Morality, and by extension moral evil; exists within the context of society and culture; and these things are different from place to place. What is seen as evil in western cultures, can be completely acceptable in other cultures, and vice versa. In practice, good and evil are defined by the society we are part of.
Suffering on the other hand is neutral (in my world at least). It may be caused by a (morally) evil act, act of nature, or by the inherit design of the world; but however unpleasant and horrible, it is not evil, it simply is.
A few thoughts.
In his most recent book, Terry Eagleton (“On Evil”, 2010) argues for evil as a metaphysical concept. As a theist, it really surprised me to read an atheist so arguing, even if he did try to restrict what exactly “metaphysical” can mean. By definition, metaphysics is generally treated as a separate entity from moral philosophy, and they only generally intersect when discussing philosophy of religion, and theodicy (i.e. the problem of evil) in particular. It raises a large number of issues (for another time). However, I found his most valuable insight was o argue that the 20th Century’s main problem was to make evil attractive. If the ratty one doesn’t mind I may explore this at a later date.
A few year’s ago, Susan Neiman published a now very important work, “Evil in Modern Thought: an alternative history of philosophy” (2002) in which she argues that philosophy from roughly the Enlightenment onwards is about the problem of evil. To make this clear she points out that the classic distinction between natural and moral evil is a response to the Lisbon earthquake (18th Century). I do have an issue with the distinction, but generally note that ‘natural’ evil is normally the physical mechanisms of the world taking place, and only being questioned as evil dependent on whether humans are affected/killed, and, often, the number thereof. By definition no one cares if a tornado touches down in a desert, but do care if it happens in a heavly populated area.
A recent work by Tom Wright, now the former Bishop of Durham as he has resigned to return to full time academia, “Evil and the Justice of God” (2005) notes that the post-modern world has real difficulty understanding what evil is and how to deal with it. As a theist, of course, he has a particular position to reinforce, but his point is well made.

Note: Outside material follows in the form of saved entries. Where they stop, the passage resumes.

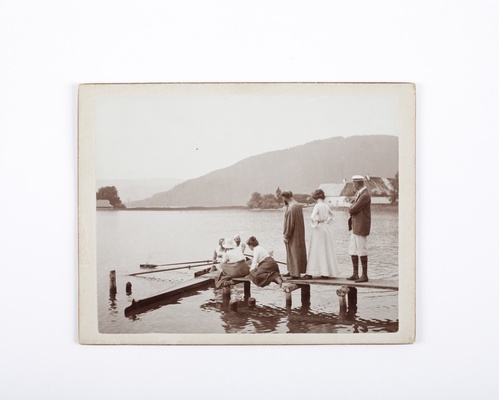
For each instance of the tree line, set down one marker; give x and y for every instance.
(110, 193)
(274, 201)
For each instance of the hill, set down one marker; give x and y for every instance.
(300, 169)
(131, 190)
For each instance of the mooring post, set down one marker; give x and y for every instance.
(305, 294)
(341, 292)
(112, 283)
(352, 296)
(233, 305)
(247, 289)
(226, 291)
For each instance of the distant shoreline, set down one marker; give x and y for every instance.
(207, 208)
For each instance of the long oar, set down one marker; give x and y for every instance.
(172, 269)
(278, 262)
(167, 265)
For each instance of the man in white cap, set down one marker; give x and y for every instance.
(360, 225)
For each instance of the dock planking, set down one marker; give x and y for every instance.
(174, 291)
(206, 280)
(372, 283)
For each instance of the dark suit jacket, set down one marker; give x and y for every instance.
(360, 212)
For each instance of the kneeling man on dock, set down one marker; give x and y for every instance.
(360, 225)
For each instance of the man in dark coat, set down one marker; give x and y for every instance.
(294, 236)
(360, 225)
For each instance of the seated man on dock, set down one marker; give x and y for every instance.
(232, 265)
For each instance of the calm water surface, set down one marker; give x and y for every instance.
(126, 239)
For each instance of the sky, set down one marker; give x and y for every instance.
(186, 131)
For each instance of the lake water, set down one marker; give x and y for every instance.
(126, 239)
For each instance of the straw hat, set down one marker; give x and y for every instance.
(229, 243)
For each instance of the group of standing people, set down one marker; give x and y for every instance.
(321, 260)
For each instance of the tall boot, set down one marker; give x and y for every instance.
(355, 262)
(363, 278)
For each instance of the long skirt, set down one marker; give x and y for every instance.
(321, 254)
(231, 270)
(266, 272)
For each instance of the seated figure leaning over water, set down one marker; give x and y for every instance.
(232, 265)
(264, 269)
(218, 253)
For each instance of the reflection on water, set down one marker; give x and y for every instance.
(263, 318)
(126, 239)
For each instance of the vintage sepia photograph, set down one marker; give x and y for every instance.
(247, 213)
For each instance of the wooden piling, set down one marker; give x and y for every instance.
(247, 289)
(352, 296)
(341, 292)
(112, 283)
(305, 294)
(226, 291)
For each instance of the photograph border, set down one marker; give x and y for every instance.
(87, 268)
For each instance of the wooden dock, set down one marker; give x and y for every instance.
(179, 290)
(347, 290)
(372, 283)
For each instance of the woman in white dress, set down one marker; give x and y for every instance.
(321, 255)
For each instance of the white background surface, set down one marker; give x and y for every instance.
(449, 49)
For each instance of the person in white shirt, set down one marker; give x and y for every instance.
(237, 239)
(321, 253)
(264, 269)
(232, 264)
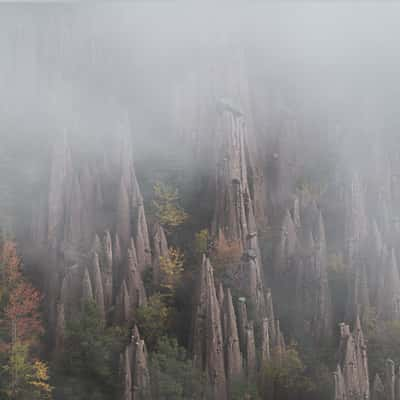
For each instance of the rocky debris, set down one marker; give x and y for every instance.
(207, 337)
(351, 378)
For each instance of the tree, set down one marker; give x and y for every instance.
(173, 375)
(201, 243)
(153, 319)
(284, 377)
(171, 268)
(88, 367)
(21, 327)
(166, 207)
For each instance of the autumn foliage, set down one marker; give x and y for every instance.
(20, 316)
(20, 329)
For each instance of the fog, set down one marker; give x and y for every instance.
(86, 69)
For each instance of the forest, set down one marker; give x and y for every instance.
(199, 202)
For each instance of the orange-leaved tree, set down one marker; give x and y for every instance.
(20, 330)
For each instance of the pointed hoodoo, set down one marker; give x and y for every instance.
(73, 228)
(159, 249)
(378, 390)
(123, 214)
(340, 388)
(265, 342)
(251, 362)
(142, 241)
(60, 329)
(207, 338)
(390, 380)
(389, 294)
(233, 355)
(353, 362)
(135, 371)
(98, 292)
(123, 311)
(59, 187)
(107, 270)
(87, 291)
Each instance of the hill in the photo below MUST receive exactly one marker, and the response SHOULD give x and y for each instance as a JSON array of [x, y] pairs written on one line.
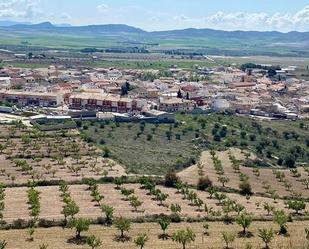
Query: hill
[[182, 42]]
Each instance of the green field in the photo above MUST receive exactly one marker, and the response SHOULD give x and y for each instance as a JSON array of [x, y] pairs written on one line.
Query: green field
[[147, 149]]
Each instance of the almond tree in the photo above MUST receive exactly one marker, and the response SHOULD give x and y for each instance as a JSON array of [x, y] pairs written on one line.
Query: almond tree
[[228, 238], [123, 225], [141, 240], [109, 212], [184, 237], [164, 224], [266, 235], [244, 220], [281, 218], [94, 242], [80, 225]]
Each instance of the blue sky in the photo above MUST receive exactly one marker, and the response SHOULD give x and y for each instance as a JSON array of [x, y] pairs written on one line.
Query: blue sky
[[282, 15]]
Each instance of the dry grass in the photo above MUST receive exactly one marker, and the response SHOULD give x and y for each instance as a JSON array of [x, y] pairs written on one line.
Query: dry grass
[[191, 176], [51, 205], [58, 238]]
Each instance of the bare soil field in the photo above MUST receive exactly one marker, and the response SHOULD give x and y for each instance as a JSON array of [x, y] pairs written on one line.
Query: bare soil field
[[58, 238], [16, 206], [258, 183], [27, 154]]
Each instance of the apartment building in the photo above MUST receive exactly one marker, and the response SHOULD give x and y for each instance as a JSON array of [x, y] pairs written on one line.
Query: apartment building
[[105, 102], [27, 98], [174, 104]]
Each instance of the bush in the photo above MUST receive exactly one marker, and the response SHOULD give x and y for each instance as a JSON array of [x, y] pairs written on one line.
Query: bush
[[171, 179], [204, 183], [245, 188]]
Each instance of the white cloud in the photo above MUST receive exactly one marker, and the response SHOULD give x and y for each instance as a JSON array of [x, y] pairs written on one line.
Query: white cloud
[[65, 15], [260, 21], [181, 18], [103, 8], [19, 8]]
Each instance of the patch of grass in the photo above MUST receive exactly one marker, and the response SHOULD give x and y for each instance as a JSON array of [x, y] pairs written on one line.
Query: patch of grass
[[146, 148]]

I take FH to be coming from a generally phenomenological position. This was an impoortant development, but it is largely questioned and rejected in current studies of religion. The most important reason being that it is difficult to see how a large number of disparate cultures spread over the globe can develop the same core principles of morality, despite their differences, and it also suffered from the presupposition that monotheism was the natural and inevitable evolutionary conclusion to the religious quest.
So, whereas an instantiated example of murder leads to legally sanctioned murder (whether in war or duelling) and non-legally sanctioned exapmles (i.e. 1st or 2nd degree), cultures do acknowledge that murder per se is wrong. I would argue that moralit is not simply a social construct, but something so much more.
I’ve always been curious about people’s ideas on this. Personally I don’t believe in it as a concept or an idea, I can see it’s uses in proto-societies to create laws and guidelines, it’s far easier to persuade someone not to do (and inherently to commit) acts against societies laws by branding acts “evil” and threaten retribution not only in their lifetime but post mortem divine vengeance for transgression. Natural evil again a tsunami, avalanche is just nature, outside a Disney film, nature is not nice it’s a harsh mistress and given (most people’s idea of a miracle child birth) is from the get go a violent struggle, is a lion killing a prey animal evil? is an owl slaying a field mouse evil, no it just is. I have to say though not religious I feel more inclined to the Buddhist ideology, I feel it’s our species capacity to over analyse the simplest things and draw patters within sometimes to comfort sometimes to control.